A woman enters a pharmacy in Zagreb and asks for contraceptive pills. The pharmacist, however, refuses to sell her the pills, because she does not approve of them as a form of contraception. There is no other employee in the pharmacy at that time. So, the pharmacist recommends the patient come back the following day, when one of her colleagues is on shift.
Article 12 para. 3 of the Code of Ethics of the Croatian Chamber of Pharmacists (CCP) states that the pharmacist has a right to conscientious objection only if they do not jeopardise the health of the patient. The CCP’s Ethics and Deontology Commission decided that the Zagreb pharmacist did not violate the Code of Ethics.
This is not the first time a pharmacist has denied a patient’s rights. According to Croatian media, the first such case took place in the region of Dalmatia several years ago. There have also been cases of doctors refusing to carry out abortions, which is legal in the country.
The pharmacist’s refusal to give birth control pills to the customer has divided public opinion in Croatia.
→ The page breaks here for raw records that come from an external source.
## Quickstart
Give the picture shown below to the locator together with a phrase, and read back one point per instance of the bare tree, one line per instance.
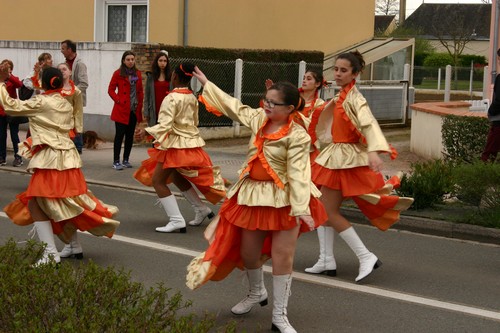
(454, 31)
(387, 7)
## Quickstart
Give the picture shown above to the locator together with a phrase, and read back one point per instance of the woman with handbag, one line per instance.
(12, 82)
(125, 89)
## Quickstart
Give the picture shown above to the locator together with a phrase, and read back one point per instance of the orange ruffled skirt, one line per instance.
(65, 199)
(368, 190)
(193, 164)
(223, 253)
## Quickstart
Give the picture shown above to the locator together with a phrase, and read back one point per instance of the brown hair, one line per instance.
(356, 60)
(7, 61)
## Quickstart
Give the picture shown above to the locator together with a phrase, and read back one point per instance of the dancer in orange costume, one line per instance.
(178, 156)
(57, 200)
(349, 167)
(269, 206)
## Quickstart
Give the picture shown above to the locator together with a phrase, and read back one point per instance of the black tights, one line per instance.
(122, 131)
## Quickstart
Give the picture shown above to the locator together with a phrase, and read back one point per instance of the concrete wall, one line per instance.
(426, 125)
(324, 25)
(102, 59)
(425, 139)
(52, 20)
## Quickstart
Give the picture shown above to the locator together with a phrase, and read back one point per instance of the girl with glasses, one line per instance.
(272, 203)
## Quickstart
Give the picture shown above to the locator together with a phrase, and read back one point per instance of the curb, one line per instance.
(408, 223)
In an interview with Nova TV, Ana Soldo of the CCP said that the rights of one group cannot be prioritised over the rights of another. This means that doctors have a right to conscientious objection in the same way that women have the right to decide what happens to their body.
Croatia’s Health Minister Milan Kujundžić has called the case unacceptable. Any patient has the right to obtain a medicine for which they have a prescription in any pharmacy and that a pharmacist “has the right to conscientious objection but not in their workplace,” he pointed out. The same opinion was shared by Siniša Varga of the Social Democratic Party of Croatia. Mr Varga served as Minister of Health in the centre-left cabinet of Zoran Milanović from 2014 until 2016.
Višnja Ljubičić, the Gender Equality Ombudsperson of Croatia, noted that the right to conscientious objection was individual. In cases where a worker or a pharmacist in a pharmacy invoke conscientious objection, pharmacies are “obliged to organise their operations so that the use of the right to conscientious objection does not interfere with the work of the health institution or the pharmacy as a whole, which would prevent the provision of specific services.”
However, since the pharmacy did not reorganise its work, Ms Ljubičić stated that the Code of Ethics has been violated: “In this particular case, if a pharmacy as an institution as a whole is unable to issue a medicine due to the conscientious objection of its employees, I consider this to be a threat to the user’s health.”